Re: Synchronizing slots from primary to standby - Mailing list pgsql-hackers

From shveta malik
Subject Re: Synchronizing slots from primary to standby
Date
Msg-id CAJpy0uCAzkua8KAQaLNnYKOJ56x3yJ9kRfDxL8Enp5Li8bzhdQ@mail.gmail.com
Whole thread Raw
In response to Re: Synchronizing slots from primary to standby  (Amit Kapila <amit.kapila16@gmail.com>)
Responses Re: Synchronizing slots from primary to standby
List pgsql-hackers
On Wed, Dec 6, 2023 at 10:56 AM Amit Kapila <amit.kapila16@gmail.com> wrote:
>
> On Tue, Dec 5, 2023 at 7:38 PM Drouvot, Bertrand
> <bertranddrouvot.pg@gmail.com> wrote:
> >
> > On 12/5/23 12:32 PM, Amit Kapila wrote:
> > > On Tue, Dec 5, 2023 at 10:38 AM shveta malik <shveta.malik@gmail.com> wrote:
> > >>
> > >> On Mon, Dec 4, 2023 at 10:07 PM Drouvot, Bertrand
> > >> <bertranddrouvot.pg@gmail.com> wrote:
> > >>>>
> > >>>
> > >>> Maybe another option could be to have the walreceiver a way to let the slot sync
> > >>> worker knows that it (the walreceiver) was not able to start due to non existing
> > >>> replication slot on the primary? (that way we'd avoid the slot sync worker having
> > >>> to talk to the primary).
> > >>
> > >> Few points:
> > >> 1) I think if we do it, we should do it in generic way i.e. slotsync
> > >> worker should go to no-op if walreceiver is not able to start due to
> > >> any reason and not only due to invalid primary_slot_name.
> > >> 2) Secondly, slotsync worker needs to make sure it has synced the
> > >> slots so far i.e. worker should not go to no-op immediately on seeing
> > >> missing WalRcv process if there are pending slots to be synced.
> > >>
> > >
> > > Won't it be better to just ping and check the validity of
> > > 'primary_slot_name' at the start of slot-sync and if it is changed
> > > anytime?

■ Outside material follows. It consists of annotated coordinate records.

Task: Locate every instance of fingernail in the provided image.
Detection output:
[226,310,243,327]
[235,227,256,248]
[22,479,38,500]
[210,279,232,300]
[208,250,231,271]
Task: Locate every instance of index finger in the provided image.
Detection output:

I think it would be better to avoid adding dependency on
> > > walreciever state as that sounds like needless complexity.
> >
> > I think the overall extra complexity is linked to the fact that we first
> > want to ensure that the slots are in sync before shutting down the
> > sync slot worker.
> >
> > I think than talking to the primary or relying on the walreceiver state
> > is "just" what would trigger the decision to shutdown the sync slot worker.
> >
> > Relying on the walreceiver state looks better to me (as it avoids possibly
> > useless round trips with the primary).
> >
>
> But the round trip will only be once in the beginning and if the user
> changes the GUC primary-slot_name which shouldn't be that often.
>
> > Also the walreceiver could be down for multiple reasons, and I think there
> > is no point of having a sync slot worker running if the slots are in sync and
> > there is no walreceiver running (even if primary_slot_name is a valid one).
> >
>
> I feel that is indirectly relying on the fact that the primary won't
> advance logical slots unless physical standby has consumed data.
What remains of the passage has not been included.